In comparison with Swiss design, the Finnish have made quite a competitive watch. The case of the Suunto Elementum Ventus is world class with a “carved not stamped” experience to it. I value the sapphire crystal, but I am let down that it’s nor glare-proofed neither domed. Consequently in a pinch, you can use it as a mirror to fix your hair.
The pushers function very well, even though much lauded “revolving A pusher” looks a little less than “swiss rugged” if you ask me.
The display…. okay, after years of Swiss timepieces which wonderfully pulled off legible negative displays, I do not “get it” with this particular watch. Why can’t Suunto produce a negative display with enough clarity and contrast to compete with the likes of a Breitling, TAG or RADO? Coming from my own limited knowledge of LCD technology, the main difference between a positive and a negative display will be the polarizing filter. There’s not much else to it. So I am puzzled why this is so difficult to read. I’m satisfied with the function of the watch. Suunto seems to have sought to make this particular watch as simple as possible! You will find essentially 4 modes.The particular main time display that may show either barometric pressure numerically or, within the same area, display the dat. The barometric record, which is utilized by rotating the A pusher counter clockwise and scrolls the baro chart by hour increment. The compass, available via the C pusher in all modes with the exception of when the “race timer” is going; and also the race timer itself.

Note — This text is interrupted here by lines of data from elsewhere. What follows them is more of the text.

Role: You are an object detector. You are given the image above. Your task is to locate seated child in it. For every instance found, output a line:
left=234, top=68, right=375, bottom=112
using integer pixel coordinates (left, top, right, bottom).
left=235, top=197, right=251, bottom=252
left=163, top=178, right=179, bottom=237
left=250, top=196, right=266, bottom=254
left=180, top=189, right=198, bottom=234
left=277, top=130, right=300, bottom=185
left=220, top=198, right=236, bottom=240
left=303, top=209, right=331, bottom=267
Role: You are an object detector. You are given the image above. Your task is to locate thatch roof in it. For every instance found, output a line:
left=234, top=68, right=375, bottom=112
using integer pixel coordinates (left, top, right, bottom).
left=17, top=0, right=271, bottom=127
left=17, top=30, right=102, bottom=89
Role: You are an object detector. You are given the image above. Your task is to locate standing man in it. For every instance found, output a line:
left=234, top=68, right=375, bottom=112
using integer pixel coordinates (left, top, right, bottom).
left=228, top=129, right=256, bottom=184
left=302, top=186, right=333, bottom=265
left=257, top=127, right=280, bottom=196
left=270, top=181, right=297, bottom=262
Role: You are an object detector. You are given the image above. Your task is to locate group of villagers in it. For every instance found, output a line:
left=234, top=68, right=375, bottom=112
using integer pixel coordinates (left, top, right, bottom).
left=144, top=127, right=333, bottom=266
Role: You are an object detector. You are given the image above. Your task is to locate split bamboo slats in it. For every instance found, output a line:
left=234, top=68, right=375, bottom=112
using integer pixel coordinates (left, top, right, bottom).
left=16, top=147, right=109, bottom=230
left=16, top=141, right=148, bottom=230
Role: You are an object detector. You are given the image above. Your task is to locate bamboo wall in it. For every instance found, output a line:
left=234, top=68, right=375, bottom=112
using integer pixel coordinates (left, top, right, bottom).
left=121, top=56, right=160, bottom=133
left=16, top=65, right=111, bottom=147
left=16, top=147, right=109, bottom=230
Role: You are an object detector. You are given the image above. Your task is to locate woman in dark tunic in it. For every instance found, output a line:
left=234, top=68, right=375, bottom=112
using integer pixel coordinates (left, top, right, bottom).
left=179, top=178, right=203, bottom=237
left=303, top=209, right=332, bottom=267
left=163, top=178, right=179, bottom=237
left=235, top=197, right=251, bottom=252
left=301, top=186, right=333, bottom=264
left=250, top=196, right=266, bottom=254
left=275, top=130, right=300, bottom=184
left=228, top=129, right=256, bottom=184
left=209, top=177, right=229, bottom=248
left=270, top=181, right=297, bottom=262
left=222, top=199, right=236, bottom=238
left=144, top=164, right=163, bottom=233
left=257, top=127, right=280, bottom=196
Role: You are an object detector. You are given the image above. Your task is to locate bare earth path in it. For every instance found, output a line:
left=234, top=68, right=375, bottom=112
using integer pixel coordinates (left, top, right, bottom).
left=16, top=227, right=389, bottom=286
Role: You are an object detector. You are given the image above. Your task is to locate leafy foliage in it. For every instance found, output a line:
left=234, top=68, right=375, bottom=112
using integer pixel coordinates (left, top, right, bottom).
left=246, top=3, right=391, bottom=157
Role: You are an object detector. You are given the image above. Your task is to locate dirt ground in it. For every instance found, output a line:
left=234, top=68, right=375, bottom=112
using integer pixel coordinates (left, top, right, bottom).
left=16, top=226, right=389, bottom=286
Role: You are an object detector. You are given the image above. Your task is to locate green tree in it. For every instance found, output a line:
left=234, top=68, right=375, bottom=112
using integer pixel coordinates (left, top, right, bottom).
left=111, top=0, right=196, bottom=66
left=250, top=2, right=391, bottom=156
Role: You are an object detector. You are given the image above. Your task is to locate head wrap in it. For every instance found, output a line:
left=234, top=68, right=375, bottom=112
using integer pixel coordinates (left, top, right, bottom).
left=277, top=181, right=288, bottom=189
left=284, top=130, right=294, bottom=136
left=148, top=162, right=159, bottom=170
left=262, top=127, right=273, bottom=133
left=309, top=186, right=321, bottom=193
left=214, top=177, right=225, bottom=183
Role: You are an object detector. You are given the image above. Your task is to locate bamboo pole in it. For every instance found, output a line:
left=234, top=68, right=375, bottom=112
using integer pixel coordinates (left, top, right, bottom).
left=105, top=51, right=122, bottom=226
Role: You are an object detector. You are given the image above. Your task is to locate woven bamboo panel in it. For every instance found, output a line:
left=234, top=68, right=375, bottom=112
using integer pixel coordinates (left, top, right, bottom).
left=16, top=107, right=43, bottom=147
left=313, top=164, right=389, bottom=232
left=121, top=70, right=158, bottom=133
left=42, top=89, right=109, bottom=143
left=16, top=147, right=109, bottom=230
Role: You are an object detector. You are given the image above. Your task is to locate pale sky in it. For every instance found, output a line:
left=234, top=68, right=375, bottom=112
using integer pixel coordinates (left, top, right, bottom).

The count down chronograph is quite… difficult. It resets to zero by holding the C pusher after it has been ended by pressing the A pusher. As soon as zeroed, it assumes 5 mins as the start time, even though it is possible to rotate the A pusher to regulate this by minute steps. If set to zero, it functions like a modest chronograph. Why modest? It counts 10ths of seconds until 1 minute, and then switches to minutes and seconds, and to minutes only. As for the last mode, it’s impossible to detect it is still going without catching a digit change. Unlike the “regular” convention of flashing the “:” to indicate a going chronograph, the “:” is static. Furthermore unlucky is that, whenever halted, the watch won’t show the greater precise readings. Compare this to an Aerospace Watch, where when the chronograph is ceased, the timepiece alternates in between showing the minutes and the seconds, to enable you to at least gain access to the level of accuracy kept in the watch.